Le directeur d'un musée a été retrouvé mort dans son bureau. Aucune trace du coupable… . Que s’est-il passé ? La scène de crime est balisée, les indices ont été relevés et transmis aux différents laboratoires de la police scientifique. Au visiteur de mener l'enquête et de démasquer le coupable ! Une approche ludique et passionnante de la criminalistique et des multiples techniques auxquelles elle fait appel.
Je n'ai pas encore vu cette exposition mais, fan de la première heure des Experts (Las Vegas, hein, 'faut pas pousser !) et ayant le goût des énigmes policières de tout poil, elle me paraît des plus intrigantes. J'espère que, comme souvent dans Scoubidou, le coupable ne sera pas... le directeur du musée lui-même !
Exposition. Crim'expo, la science enquête. Du 10 février 2009 au 3 janvier 2010.
27 février 2009
Vite, viiiite, viiiiiiite !!!
La compagnie "Des équilibres", aux mises en scène toujours réjouissantes qui mêlent avec bonheur théâtre, danse, hip-hop, cirque... présente son nouveau spectacle : "SPEED" !!!
Cela aura lieu les 2 et 3 Mars, à 20h30 à l'Espace Jacques Prévert, 134 rue Anatole France, Aulnay-Sous-Bois (93) et les 5 et 6 Mars à 20h30 au Théâtre Paul Éluard, 126 rue Maurice Berteaux, Bezons (95).
Et, histoire de se reprendre une tranche de légèreté, la compagnie rejouera "Ma vie, mon œuvre, mon pédalo" le lundi 23 Mars au Café de la Danse, 5 passage Louis Philippe, Paris 11è. Ce spectacle est un petit bijou ciselé dans une plume : à voir !
Alors... , vite, viiite dépêchez-vous !!!
Plus d'info sur www.desequilibres.com (lien ci-dessus)
25 février 2009
Stylets stylés
En terme de jeu vidéo, je me définirai comme un "hardcore gamer" plutôt qu'un "casual gamer", même si je joue beaucoup moins aujourd'hui : j'apprécie particulièrement le jeu d'action, le survival horror, le FPS (first person shooter)... Bref, j'aime les univers immersifs où ça bouge pas mal : le boom des consoles portables m'aurait donc naturellement porté vers la PSP plutôt que sa rivale, la Nintendo DS. Pourtant, j'ai opté pour celle-ci, attiré par une manière de jouer différente, une simplicité de mise en œuvre (jouer aux toilettes, moi ? Jamais !) et aussi par une certaine convivialité (le fait qu'on puisse jouer à plusieurs, qu'elle plaise aux petits comme aux grands, aux filles comme aux gars...).

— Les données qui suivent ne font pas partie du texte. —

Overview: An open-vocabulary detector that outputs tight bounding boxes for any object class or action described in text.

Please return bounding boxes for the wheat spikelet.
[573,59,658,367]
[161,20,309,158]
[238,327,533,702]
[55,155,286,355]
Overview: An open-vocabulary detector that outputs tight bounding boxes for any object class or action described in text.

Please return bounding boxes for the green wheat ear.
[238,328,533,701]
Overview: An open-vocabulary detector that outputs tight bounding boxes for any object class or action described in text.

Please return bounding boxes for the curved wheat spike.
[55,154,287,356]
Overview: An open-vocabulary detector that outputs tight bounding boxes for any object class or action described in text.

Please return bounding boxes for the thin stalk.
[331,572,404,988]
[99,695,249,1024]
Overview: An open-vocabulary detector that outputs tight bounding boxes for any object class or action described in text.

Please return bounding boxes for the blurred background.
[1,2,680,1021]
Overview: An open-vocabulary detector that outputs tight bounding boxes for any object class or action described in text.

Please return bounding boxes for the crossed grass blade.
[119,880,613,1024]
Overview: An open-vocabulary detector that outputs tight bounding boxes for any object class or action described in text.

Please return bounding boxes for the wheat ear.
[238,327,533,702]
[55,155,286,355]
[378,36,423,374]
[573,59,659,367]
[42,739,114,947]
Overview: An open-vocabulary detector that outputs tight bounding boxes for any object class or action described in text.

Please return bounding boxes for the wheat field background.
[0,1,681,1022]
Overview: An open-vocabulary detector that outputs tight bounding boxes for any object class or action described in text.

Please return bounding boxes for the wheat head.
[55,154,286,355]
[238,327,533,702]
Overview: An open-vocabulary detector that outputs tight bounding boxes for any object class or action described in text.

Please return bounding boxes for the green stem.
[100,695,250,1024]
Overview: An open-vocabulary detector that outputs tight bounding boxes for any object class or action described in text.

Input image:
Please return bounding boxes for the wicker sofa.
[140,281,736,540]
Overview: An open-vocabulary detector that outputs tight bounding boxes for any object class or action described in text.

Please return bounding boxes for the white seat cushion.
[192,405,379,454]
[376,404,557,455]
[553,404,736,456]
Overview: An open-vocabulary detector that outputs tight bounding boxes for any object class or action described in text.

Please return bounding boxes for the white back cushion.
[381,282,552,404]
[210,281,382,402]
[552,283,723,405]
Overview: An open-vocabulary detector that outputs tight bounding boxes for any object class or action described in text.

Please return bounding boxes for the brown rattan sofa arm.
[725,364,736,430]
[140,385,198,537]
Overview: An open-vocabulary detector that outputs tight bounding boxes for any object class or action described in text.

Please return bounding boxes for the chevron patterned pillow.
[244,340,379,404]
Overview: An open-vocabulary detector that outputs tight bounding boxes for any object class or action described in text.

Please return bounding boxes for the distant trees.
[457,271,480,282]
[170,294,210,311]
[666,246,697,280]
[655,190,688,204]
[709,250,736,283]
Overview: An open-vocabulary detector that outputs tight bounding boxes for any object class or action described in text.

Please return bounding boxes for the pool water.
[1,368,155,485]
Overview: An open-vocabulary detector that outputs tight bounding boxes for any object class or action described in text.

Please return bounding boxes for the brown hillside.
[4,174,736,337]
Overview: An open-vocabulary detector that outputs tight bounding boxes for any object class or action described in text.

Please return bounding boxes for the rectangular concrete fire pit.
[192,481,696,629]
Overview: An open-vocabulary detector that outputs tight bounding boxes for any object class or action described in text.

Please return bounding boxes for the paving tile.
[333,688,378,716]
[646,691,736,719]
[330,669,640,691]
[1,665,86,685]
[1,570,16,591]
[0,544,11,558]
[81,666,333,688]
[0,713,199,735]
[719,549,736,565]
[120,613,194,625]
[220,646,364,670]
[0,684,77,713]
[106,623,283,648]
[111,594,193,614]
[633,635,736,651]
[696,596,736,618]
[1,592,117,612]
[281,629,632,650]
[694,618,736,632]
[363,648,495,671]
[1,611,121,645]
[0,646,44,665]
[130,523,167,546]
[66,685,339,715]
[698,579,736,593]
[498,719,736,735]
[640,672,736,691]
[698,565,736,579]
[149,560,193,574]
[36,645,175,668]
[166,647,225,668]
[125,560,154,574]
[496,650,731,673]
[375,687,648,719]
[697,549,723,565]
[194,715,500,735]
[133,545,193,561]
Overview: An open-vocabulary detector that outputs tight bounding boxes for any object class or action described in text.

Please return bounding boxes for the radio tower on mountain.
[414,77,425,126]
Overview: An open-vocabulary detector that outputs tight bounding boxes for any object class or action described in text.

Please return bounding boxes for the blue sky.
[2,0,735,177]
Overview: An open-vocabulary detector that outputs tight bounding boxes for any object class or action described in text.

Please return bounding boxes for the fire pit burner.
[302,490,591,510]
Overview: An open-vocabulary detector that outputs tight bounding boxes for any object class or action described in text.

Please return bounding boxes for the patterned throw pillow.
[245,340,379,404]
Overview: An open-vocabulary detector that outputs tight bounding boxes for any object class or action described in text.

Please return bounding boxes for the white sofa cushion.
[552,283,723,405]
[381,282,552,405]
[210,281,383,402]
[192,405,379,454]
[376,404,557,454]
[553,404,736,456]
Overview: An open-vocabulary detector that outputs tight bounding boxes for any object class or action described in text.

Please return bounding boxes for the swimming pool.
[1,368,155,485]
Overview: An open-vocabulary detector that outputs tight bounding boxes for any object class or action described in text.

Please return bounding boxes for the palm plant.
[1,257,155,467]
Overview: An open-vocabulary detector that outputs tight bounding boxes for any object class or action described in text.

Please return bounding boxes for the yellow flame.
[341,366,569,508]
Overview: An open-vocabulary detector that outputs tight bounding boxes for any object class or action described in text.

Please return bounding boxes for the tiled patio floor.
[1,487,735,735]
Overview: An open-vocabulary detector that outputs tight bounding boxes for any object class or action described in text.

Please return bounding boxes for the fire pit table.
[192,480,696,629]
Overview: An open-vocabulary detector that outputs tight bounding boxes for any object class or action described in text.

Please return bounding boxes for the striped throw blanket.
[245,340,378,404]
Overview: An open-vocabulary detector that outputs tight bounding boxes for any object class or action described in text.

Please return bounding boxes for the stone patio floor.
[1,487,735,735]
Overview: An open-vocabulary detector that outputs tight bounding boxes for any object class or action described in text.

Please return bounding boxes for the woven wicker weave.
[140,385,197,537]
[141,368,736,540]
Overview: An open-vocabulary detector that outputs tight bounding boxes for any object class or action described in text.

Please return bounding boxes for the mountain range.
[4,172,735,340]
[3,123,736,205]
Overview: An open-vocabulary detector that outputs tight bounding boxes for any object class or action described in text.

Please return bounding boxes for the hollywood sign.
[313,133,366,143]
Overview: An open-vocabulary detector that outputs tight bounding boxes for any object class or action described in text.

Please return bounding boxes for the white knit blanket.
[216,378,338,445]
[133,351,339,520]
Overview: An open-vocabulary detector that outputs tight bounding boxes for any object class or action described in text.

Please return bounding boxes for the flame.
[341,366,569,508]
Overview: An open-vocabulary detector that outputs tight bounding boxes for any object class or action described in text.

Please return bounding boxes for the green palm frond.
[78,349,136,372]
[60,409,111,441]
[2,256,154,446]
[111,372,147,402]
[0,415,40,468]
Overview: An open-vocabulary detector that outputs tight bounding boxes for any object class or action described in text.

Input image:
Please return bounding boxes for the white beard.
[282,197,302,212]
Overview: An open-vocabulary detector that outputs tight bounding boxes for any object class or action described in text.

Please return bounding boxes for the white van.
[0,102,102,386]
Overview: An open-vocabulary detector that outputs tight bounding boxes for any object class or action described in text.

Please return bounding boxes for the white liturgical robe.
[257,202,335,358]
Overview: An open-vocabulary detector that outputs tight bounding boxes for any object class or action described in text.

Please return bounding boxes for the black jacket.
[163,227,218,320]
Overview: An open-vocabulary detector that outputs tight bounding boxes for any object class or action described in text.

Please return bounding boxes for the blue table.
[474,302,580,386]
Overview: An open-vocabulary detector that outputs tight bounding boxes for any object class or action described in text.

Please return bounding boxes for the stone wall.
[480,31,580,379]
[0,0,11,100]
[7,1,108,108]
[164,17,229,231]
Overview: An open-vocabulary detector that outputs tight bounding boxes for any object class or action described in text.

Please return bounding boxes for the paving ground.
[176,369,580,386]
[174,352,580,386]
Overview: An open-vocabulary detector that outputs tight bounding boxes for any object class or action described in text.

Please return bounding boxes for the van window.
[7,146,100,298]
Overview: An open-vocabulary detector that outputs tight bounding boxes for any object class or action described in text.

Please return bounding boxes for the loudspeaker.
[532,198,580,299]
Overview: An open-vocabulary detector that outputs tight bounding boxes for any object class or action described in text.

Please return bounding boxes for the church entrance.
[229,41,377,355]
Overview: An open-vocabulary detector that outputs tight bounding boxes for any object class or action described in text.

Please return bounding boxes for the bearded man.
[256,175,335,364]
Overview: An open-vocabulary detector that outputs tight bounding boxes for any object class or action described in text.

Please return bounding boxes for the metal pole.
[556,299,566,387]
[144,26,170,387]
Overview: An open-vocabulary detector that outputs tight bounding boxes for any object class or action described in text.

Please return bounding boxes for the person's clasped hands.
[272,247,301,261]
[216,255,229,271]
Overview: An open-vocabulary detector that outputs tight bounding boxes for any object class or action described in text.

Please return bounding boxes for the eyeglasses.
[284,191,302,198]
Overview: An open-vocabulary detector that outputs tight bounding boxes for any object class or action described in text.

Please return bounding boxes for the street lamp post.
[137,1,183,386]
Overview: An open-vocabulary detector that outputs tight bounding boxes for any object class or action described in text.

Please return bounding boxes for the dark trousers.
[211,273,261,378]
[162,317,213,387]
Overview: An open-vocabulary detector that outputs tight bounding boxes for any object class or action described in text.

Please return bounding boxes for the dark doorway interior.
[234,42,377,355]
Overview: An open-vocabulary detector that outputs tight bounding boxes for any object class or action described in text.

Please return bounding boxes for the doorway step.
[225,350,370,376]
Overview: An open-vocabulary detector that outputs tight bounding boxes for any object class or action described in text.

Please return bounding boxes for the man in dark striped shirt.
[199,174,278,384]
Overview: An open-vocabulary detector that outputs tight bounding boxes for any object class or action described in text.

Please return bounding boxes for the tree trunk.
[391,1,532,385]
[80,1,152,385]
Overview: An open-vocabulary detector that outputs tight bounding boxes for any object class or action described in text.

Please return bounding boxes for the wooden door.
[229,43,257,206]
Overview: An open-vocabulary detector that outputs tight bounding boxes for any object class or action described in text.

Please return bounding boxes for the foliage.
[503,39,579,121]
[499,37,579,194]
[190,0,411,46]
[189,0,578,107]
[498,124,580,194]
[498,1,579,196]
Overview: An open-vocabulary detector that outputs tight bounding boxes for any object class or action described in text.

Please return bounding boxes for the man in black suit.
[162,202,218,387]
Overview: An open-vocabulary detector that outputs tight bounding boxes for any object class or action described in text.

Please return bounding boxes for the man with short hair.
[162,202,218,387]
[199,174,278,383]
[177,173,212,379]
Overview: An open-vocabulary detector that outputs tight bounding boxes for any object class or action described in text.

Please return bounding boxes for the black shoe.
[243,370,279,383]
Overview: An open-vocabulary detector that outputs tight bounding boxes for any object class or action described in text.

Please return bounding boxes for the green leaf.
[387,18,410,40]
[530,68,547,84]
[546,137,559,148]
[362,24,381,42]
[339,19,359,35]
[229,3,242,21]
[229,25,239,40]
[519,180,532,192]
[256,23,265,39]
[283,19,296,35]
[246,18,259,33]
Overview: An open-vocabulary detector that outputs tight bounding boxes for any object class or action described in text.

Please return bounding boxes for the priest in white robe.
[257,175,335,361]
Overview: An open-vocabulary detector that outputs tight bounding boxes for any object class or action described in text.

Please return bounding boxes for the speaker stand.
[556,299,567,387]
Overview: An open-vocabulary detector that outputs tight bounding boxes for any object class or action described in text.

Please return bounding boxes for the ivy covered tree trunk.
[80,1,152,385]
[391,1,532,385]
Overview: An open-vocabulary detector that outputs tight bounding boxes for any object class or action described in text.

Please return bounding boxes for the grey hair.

Je n'en ai pas pour autant perdu mes habitudes de vieux joueur...
Brothers in arms DS : voici un bon FPS des familles, dans la lignée des Medal of Honor et autres Call of Duty. Une fois de plus inspiré des campagnes américaines de la seconde guerre mondiale, ce jeu a su parfaitement s'adapter à la DS : utilisation du stylet qui guide le viseur, prise en main "revolver" de la machine, cela en fait un jeu, certes court, très agréable et ce, malgré la petitesse de l'écran. On regrette presque que la console n'ait pas de mode "vibrations", qu'on ne puisse pas hurler des ordres dans le micro et que le son 5.1 n'envahisse pas nos oreilles (qui a dit que j'étais nostalgique de ma console de salon ?)... Mais c'est malgré tout assez jouissif de tirer à tout va ! Tacatacata ! Ça mitraille sec !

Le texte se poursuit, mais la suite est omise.